Saturday, September 8, 2007

Document Retention/Destruction Policy Considerations for Healthcare Entities

[Source: "Current Perspectives on Healthcare Governance: A Roundtable Discussion Among Experts: Part I", AHLA]

Excerpt:

Mr. Silverman: Mr. Levine, what is the most important federal statute that addresses document destruction, and one to keep in mind when a company is designing and implementing its document retention policy?

Mr. Levine: In my view, it is 18 U.S.C § 1519, added to the criminal code by the Sarbanes-Oxley Act of 2002. Any knowing alteration or destruction of material in anticipation or contemplation of any kind of federal matter or proceeding could be obstruction under this law. A criminal investigation need not have started. Indeed, this statute does not require that there be any investigation at all. This covers any civil or administrative agency proceeding too. Moreover, under this statute, it is a crime if you destroy a document "in contemplation" of a possible federal proceeding. This is an incredibly broad statute, the reach of which has not yet been litigated.

Mr. Silverman: What advice would you give to a company to best design, and implement, a document retention policy?

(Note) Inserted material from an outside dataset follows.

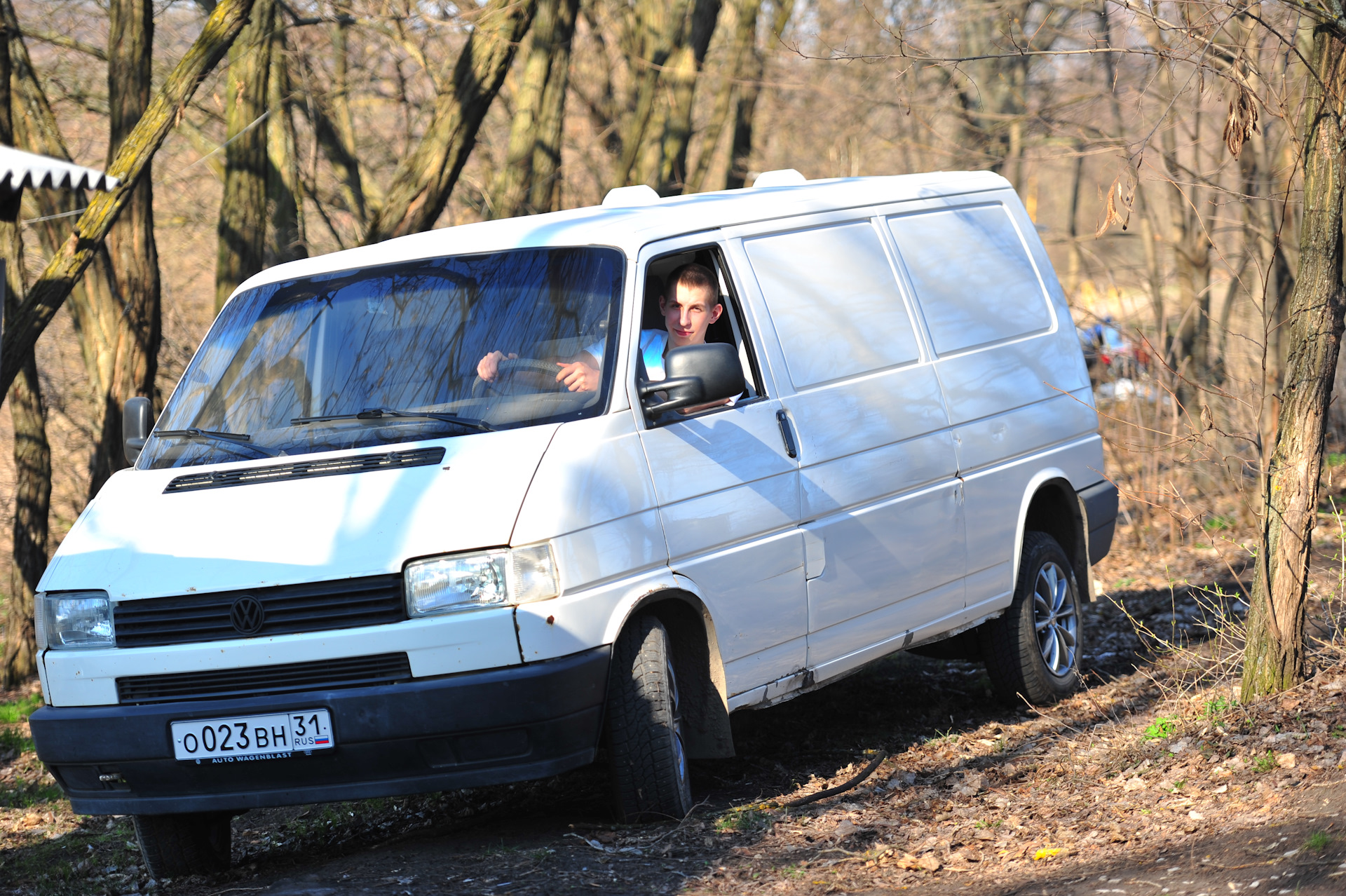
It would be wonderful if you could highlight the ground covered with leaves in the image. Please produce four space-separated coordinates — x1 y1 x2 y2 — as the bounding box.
8 541 1346 896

Mr. Levine: Get a policy in place now, before a crisis erupts in the form of a serious internal investigation and/or government inquiry. Think about the substance of the policy, who the point person for document collection will be, how a "document hold" will actually be implemented, which offsite locations and agents with documents will be contacted, how employees will certify that a good faith search for responsive documents has been made, who in IT will be on the response team, and how employees will be trained about all of the above.

The basic parameters of a document integrity policy include the notion that destruction is not a crime when it is part of an ongoing, legitimate document retention/destruction policy – that's what the Supreme Court said in Arthur Andersen.

BUT the company must preserve material when it has reasonable grounds to believe a government inquiry will be coming OR when it learns of facts, which if known to government, would reasonably lead to government inquiry.

Also keep in mind that, of course, NEVER destroy materials for the purpose of having them unavailable for a government inquiry. Finally, remember that similar issues arise in civil matters. A court finding of "spoliation" of evidence can result in large financial sanctions and a jury being allowed to draw an adverse inference against the company.

Mr. Silverman: Ms. Cornell, do you have any thoughts to add to this from an in-house perspective?

Ms. Cornell: Yes, thanks, Stuart. Designing and rolling out a document retention policy in any company is a significant undertaking. Understanding the paper and electronic documents that are filed on site, are stored off site, and exist in electronic files and backup tapes for each and every department in the organization and then setting up schedules for appropriate document destruction (following contractual obligations and state/federal requirements) is a significant challenge. As Ron suggests, a company can destroy documents on an ongoing basis if it is following a legitimate policy. And honestly, companies are setting up these policies not only because of concerns about possible litigation and investigations, but also to reduce the significant costs to maintain and store the volumes of paper and electronic materials. However, to be a real legitimate process that will stand up under scrutiny there must be an ongoing process and commitment to clear out files. And the process must be alive; people must be accountable in the organization. Otherwise, despite best intentions, a decision to clean out files in the absence of a policy and ongoing practice, could be very problematic in the wrong place at the wrong time.